Читать книгу Introduction to Abnormal Child and Adolescent Psychology - Robert Weis - Страница 168
Reliability
ОглавлениеReliability refers to the consistency of a psychological test. Reliable tests yield consistent scores over time and across administrations. Although there are many types of reliability, the three most common are test–retest reliability, inter-rater reliability, and internal consistency (Hogan & Tsushima, 2018).
Test–retest reliability refers to the consistency of test scores over time. Imagine that you purchase a Fitbit to help you get into shape. You wear the Fitbit each morning while walking to your first class. If the number of steps estimated by the Fitbit is approximately the same each day, we would say that the Fitbit shows high test–retest reliability. The device yields consistent scores across repeated administrations. Psychological tests should also have high test–retest reliability. A child who earns a FSIQ of 110 should earn a similar FSIQ score several months later.
Inter-rater reliability refers to the consistency of test scores across two or more raters or observers. Imagine that you are affluent enough to own a Fitbit and a Garmin to measure your daily activity, one on each wrist. If the number of steps were similar for each device, we would say that the devices showed excellent inter-rater reliability; they agree with each other. Similarly, psychological tests should show high inter-rater reliability. For example, on portions of the WISC–V, psychologists assign points based on the thoroughness of children’s answers. If a child defines an elephant as an animal, she might earn 1 point, whereas if she defines it as an animal with four legs, a trunk, and large ears, she might earn 2 points. Different psychologists should assign the same points for the same response, showing high inter-rater reliability.
Internal consistency refers to the degree to which test items yield consistent scores. Imagine that you want to obtain an estimate of your physical activity using your Fitbit. You decide to measure activity in three ways: (1) using the Fitbit’s step count, (2) using GPS data, and (3) by manually recording your activity. If you exercise a lot that day, all three scores should be high, because they all measure the same construct (i.e., activity). On the other hand, if you are sedentary that day, all three scores should be low. Such data would indicate good internal consistency; items measuring the same construct should yield consistent results.

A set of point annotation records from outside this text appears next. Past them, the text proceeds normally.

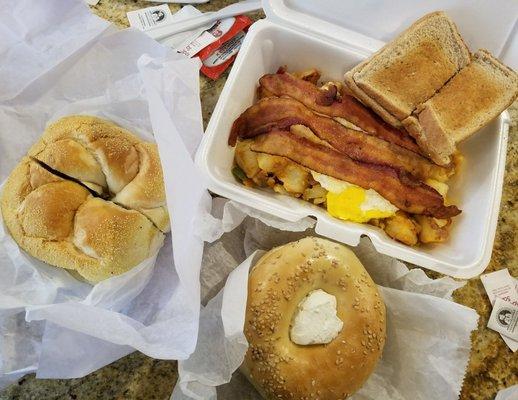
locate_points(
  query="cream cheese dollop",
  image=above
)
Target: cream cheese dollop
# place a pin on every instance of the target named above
(316, 321)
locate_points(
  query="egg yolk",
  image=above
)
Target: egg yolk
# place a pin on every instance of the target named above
(346, 205)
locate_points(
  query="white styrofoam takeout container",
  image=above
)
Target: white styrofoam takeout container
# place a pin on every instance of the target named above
(324, 35)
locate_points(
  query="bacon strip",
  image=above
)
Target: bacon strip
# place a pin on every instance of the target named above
(282, 112)
(324, 102)
(402, 190)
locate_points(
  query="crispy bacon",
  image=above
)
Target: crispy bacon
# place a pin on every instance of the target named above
(402, 190)
(281, 113)
(325, 102)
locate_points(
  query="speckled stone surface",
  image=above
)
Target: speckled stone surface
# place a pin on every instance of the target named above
(492, 365)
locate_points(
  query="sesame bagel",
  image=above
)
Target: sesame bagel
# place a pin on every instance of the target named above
(89, 198)
(278, 283)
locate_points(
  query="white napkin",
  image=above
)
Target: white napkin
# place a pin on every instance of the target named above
(428, 335)
(60, 59)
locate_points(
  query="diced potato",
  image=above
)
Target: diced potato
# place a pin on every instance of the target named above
(246, 159)
(433, 230)
(338, 85)
(293, 177)
(402, 228)
(263, 93)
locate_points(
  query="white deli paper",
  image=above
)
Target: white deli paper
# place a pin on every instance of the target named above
(428, 335)
(59, 59)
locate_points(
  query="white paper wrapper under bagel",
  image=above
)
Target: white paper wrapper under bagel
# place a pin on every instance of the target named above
(428, 335)
(59, 59)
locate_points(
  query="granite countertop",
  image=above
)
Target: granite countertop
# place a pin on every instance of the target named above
(492, 365)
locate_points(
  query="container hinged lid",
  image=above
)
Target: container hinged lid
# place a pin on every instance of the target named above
(368, 24)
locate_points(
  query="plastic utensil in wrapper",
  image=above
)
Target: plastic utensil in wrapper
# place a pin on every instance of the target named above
(333, 36)
(51, 322)
(428, 335)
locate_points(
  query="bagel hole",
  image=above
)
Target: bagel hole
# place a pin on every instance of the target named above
(104, 195)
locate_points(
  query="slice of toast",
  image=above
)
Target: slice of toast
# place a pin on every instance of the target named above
(413, 67)
(367, 101)
(469, 101)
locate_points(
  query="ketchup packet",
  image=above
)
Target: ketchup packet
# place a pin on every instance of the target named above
(218, 46)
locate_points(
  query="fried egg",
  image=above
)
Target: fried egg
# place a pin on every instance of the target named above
(353, 203)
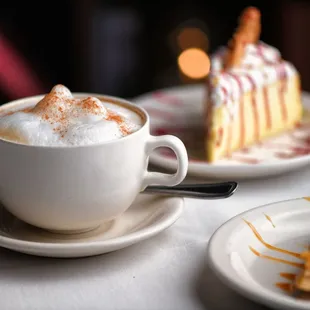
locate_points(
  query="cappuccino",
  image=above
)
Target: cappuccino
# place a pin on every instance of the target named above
(60, 119)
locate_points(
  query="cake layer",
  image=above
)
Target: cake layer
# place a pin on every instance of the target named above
(258, 113)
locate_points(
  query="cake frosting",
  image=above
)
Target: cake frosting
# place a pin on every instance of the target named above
(59, 119)
(251, 92)
(261, 64)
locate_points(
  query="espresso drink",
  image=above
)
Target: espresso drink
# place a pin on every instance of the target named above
(59, 119)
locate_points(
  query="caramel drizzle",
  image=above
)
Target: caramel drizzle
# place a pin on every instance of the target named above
(279, 260)
(288, 276)
(271, 247)
(269, 220)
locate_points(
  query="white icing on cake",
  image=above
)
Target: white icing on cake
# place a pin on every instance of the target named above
(261, 64)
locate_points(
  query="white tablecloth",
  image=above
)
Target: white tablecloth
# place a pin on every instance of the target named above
(167, 272)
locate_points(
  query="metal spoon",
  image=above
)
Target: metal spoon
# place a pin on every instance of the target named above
(201, 191)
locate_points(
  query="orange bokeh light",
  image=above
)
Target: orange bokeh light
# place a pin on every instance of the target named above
(194, 63)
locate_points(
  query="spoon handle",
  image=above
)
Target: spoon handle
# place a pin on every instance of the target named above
(201, 191)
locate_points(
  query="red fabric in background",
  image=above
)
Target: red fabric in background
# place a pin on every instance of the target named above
(17, 79)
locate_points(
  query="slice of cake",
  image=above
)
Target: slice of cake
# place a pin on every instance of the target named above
(252, 93)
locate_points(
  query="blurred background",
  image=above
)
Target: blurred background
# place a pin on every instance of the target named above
(126, 48)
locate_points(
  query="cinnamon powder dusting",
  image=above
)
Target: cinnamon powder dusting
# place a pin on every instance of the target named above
(60, 107)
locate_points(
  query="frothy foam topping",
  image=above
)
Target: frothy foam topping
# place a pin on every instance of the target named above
(261, 65)
(59, 119)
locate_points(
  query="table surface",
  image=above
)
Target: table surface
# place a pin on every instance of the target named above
(169, 271)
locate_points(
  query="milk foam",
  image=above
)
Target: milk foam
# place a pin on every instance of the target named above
(59, 119)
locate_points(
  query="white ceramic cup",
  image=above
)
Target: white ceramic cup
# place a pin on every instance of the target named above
(76, 188)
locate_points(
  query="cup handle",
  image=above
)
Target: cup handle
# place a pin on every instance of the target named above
(157, 178)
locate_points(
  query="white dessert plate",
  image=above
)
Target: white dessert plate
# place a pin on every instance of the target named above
(256, 253)
(179, 111)
(148, 216)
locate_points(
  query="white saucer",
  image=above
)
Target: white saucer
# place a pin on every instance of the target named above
(148, 216)
(178, 111)
(283, 224)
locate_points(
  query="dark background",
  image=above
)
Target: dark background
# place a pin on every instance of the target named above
(126, 48)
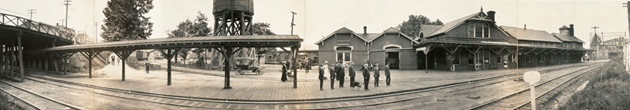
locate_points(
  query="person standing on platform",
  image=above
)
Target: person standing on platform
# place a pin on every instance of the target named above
(321, 77)
(146, 65)
(387, 74)
(376, 74)
(341, 75)
(366, 75)
(352, 73)
(331, 69)
(307, 65)
(284, 72)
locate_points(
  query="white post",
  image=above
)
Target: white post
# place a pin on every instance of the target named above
(532, 77)
(533, 96)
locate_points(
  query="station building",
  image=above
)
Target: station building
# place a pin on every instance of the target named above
(476, 42)
(473, 42)
(391, 46)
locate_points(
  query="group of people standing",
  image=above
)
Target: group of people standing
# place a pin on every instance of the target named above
(337, 72)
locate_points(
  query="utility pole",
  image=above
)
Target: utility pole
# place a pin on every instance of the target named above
(623, 51)
(31, 12)
(595, 32)
(292, 21)
(67, 3)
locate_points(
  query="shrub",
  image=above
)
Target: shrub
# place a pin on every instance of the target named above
(608, 91)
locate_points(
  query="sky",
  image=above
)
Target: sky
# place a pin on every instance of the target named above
(317, 18)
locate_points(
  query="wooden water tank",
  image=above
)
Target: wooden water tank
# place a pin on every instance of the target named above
(221, 6)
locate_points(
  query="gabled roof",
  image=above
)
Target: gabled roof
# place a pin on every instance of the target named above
(393, 30)
(564, 27)
(429, 29)
(369, 36)
(530, 34)
(567, 38)
(341, 30)
(451, 25)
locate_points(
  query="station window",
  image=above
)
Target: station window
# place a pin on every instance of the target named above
(456, 57)
(499, 59)
(344, 54)
(479, 30)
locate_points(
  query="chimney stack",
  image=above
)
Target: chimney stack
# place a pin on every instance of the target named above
(491, 15)
(571, 30)
(364, 29)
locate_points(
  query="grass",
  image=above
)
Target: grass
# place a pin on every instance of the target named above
(608, 91)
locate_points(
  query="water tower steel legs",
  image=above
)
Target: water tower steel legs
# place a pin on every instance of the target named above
(295, 50)
(123, 55)
(169, 54)
(20, 56)
(90, 55)
(232, 23)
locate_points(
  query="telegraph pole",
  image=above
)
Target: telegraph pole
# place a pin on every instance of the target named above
(31, 12)
(67, 3)
(292, 21)
(623, 51)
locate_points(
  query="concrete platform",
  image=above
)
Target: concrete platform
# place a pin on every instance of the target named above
(268, 87)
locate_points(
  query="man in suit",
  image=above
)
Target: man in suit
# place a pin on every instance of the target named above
(376, 74)
(283, 78)
(331, 68)
(387, 74)
(321, 77)
(352, 73)
(340, 73)
(366, 75)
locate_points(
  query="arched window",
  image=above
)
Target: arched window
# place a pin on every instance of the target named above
(479, 30)
(344, 54)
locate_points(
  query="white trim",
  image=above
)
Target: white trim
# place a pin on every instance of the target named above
(391, 45)
(337, 54)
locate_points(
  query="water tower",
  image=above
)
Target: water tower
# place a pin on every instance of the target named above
(233, 17)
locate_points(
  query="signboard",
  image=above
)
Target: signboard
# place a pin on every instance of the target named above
(423, 49)
(531, 77)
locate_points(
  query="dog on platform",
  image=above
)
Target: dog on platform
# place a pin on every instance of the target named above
(355, 84)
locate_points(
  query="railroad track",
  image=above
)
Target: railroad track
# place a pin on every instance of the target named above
(508, 101)
(34, 100)
(198, 102)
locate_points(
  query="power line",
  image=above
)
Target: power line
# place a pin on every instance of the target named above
(31, 12)
(14, 12)
(67, 3)
(292, 21)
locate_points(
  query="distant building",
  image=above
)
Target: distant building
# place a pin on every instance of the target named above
(390, 46)
(475, 42)
(609, 49)
(83, 38)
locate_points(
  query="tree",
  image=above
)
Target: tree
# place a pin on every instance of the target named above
(412, 25)
(126, 20)
(262, 28)
(197, 28)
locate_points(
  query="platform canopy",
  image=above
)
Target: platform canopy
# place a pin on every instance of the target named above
(188, 42)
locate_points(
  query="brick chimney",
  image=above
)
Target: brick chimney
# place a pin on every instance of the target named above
(491, 15)
(571, 30)
(365, 30)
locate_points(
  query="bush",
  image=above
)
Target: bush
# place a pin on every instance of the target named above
(610, 91)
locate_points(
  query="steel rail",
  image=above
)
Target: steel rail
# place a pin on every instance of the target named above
(21, 100)
(296, 101)
(526, 89)
(28, 24)
(41, 96)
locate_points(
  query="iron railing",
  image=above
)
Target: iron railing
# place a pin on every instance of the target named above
(16, 21)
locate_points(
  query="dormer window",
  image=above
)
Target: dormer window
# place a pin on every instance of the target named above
(479, 30)
(564, 32)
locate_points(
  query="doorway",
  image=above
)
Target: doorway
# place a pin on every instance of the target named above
(393, 59)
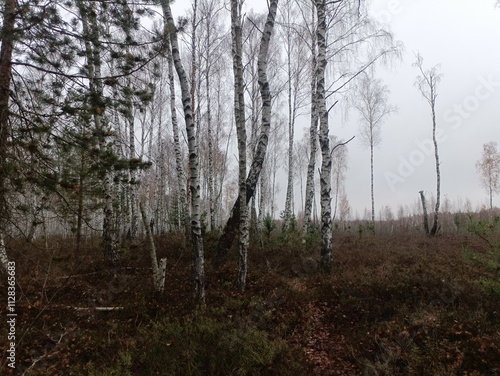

Psychological tests should also have high internal consistency. For example, the WISC–V verbal comprehension tests show very high internal consistency. Children with excellent verbal skills tend to answer most test items correctly, whereas children with lower verbal skills tend to struggle on these items. High internal consistency suggests that items on the verbal comprehension index measure the same construct (e.g., verbal comprehension) and not other constructs such as the child’s visual–spatial skills or memory.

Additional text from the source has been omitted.